We wrześniu 2024 roku byliśmy przyparci do muru i wtedy wszystko stało się jasne. Aby wyjść z opresji, musieliśmy przestać skupiać się na tych, którzy nas nienawidzą. Zamiast tego musieliśmy zacząć mobilizować naszych sojuszników. Przestaliśmy więc próbować wygrać spór i oparliśmy się na tym, co towarzyszyło nam przez 18 lat: marce Assassin’s Creed.

Początkowo byliśmy zaskoczeni skalą ataków. Szybko jednak zdaliśmy sobie sprawę, że była to walka, walka ramię w ramię naszymi fanami, mająca na celu pokazanie, że w rzeczywistości projekt był bardziej grą wideo niż ideologicznym przekazem.

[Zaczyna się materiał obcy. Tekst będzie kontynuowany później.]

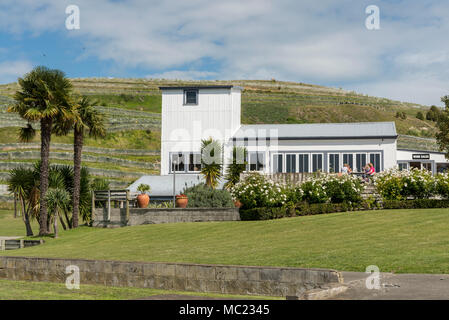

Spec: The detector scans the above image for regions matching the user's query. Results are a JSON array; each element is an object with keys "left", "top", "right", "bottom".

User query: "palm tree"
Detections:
[
  {"left": 45, "top": 188, "right": 70, "bottom": 238},
  {"left": 8, "top": 66, "right": 73, "bottom": 235},
  {"left": 225, "top": 146, "right": 248, "bottom": 189},
  {"left": 73, "top": 97, "right": 106, "bottom": 228},
  {"left": 8, "top": 167, "right": 34, "bottom": 237},
  {"left": 201, "top": 138, "right": 222, "bottom": 188}
]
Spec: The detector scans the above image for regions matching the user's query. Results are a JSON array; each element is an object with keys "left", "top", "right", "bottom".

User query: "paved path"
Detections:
[{"left": 331, "top": 272, "right": 449, "bottom": 300}]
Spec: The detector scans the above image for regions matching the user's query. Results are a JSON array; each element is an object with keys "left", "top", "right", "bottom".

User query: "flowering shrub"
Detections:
[
  {"left": 324, "top": 175, "right": 364, "bottom": 203},
  {"left": 229, "top": 172, "right": 301, "bottom": 209},
  {"left": 435, "top": 173, "right": 449, "bottom": 199},
  {"left": 301, "top": 174, "right": 363, "bottom": 203},
  {"left": 300, "top": 178, "right": 329, "bottom": 203},
  {"left": 374, "top": 168, "right": 436, "bottom": 200}
]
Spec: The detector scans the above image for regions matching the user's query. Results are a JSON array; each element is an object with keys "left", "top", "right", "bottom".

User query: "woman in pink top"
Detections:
[{"left": 368, "top": 163, "right": 376, "bottom": 176}]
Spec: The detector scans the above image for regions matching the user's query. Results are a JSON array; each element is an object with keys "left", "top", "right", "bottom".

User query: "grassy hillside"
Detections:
[
  {"left": 0, "top": 209, "right": 449, "bottom": 273},
  {"left": 0, "top": 78, "right": 437, "bottom": 185}
]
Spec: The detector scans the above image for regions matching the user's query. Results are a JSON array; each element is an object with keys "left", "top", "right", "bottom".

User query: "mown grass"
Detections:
[
  {"left": 0, "top": 209, "right": 449, "bottom": 273},
  {"left": 0, "top": 279, "right": 281, "bottom": 300}
]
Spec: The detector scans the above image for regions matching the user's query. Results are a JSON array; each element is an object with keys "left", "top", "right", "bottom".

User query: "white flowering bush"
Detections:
[
  {"left": 300, "top": 178, "right": 329, "bottom": 203},
  {"left": 229, "top": 172, "right": 301, "bottom": 209},
  {"left": 374, "top": 168, "right": 436, "bottom": 200},
  {"left": 435, "top": 173, "right": 449, "bottom": 199},
  {"left": 301, "top": 174, "right": 363, "bottom": 204}
]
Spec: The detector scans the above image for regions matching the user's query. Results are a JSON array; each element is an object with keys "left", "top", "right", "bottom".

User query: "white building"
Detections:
[{"left": 130, "top": 85, "right": 447, "bottom": 196}]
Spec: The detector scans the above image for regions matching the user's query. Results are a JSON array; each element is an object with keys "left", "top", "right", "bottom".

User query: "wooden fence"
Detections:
[{"left": 92, "top": 190, "right": 136, "bottom": 221}]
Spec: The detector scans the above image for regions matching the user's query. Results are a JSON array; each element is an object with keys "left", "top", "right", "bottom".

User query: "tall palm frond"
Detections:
[{"left": 201, "top": 138, "right": 222, "bottom": 188}]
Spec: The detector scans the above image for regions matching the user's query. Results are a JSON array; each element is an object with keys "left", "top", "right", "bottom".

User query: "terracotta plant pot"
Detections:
[
  {"left": 176, "top": 195, "right": 189, "bottom": 208},
  {"left": 234, "top": 200, "right": 242, "bottom": 209},
  {"left": 137, "top": 193, "right": 150, "bottom": 208}
]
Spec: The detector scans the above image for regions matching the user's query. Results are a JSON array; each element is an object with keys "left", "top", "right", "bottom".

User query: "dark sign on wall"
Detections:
[{"left": 412, "top": 153, "right": 430, "bottom": 160}]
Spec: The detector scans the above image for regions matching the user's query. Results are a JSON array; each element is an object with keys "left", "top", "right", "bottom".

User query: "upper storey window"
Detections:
[{"left": 184, "top": 90, "right": 198, "bottom": 105}]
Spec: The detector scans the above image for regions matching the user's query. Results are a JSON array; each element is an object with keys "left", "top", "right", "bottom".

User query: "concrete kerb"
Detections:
[{"left": 0, "top": 256, "right": 343, "bottom": 299}]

Assassin’s Creed: Shadows ukazało się 20 marca tego roku na PC i Xboksa Series X/S oraz PlayStation 5. Produkcja w tydzień od premiery przyciągnęła ponad 3 mln graczy (licząc także subskrybentów Ubisoft+), stając się drugim najlepszym debiutem w historii marki.

Jednak to, że ostatecznie firmie udało się wyjść z tych opałów obronną ręką, nie znaczy, że ma ona odwagę, aby ponownie stoczyć taką bitwę.

W ubiegłym miesiącu pojawiły się doniesienia, że Ubisoft skasował grę z serii Assassin’s Creed umiejscowioną w czasie wojny secesyjnej i okresie rekonstrukcji. W produkcji mieliśmy wcielić się w byłego niewolnika, który powróciłby na Południe i walczył m.in. z powstającym dopiero Ku Klux Klanem. Kierownictwo firmy uznało, że gra porusza zbyt kontrowersyjne tematy. Powodem takiej decyzji miały być zarówno awantury wokół postaci Yasuke w AC: Shadows, jak i obecny klimat polityczny w USA.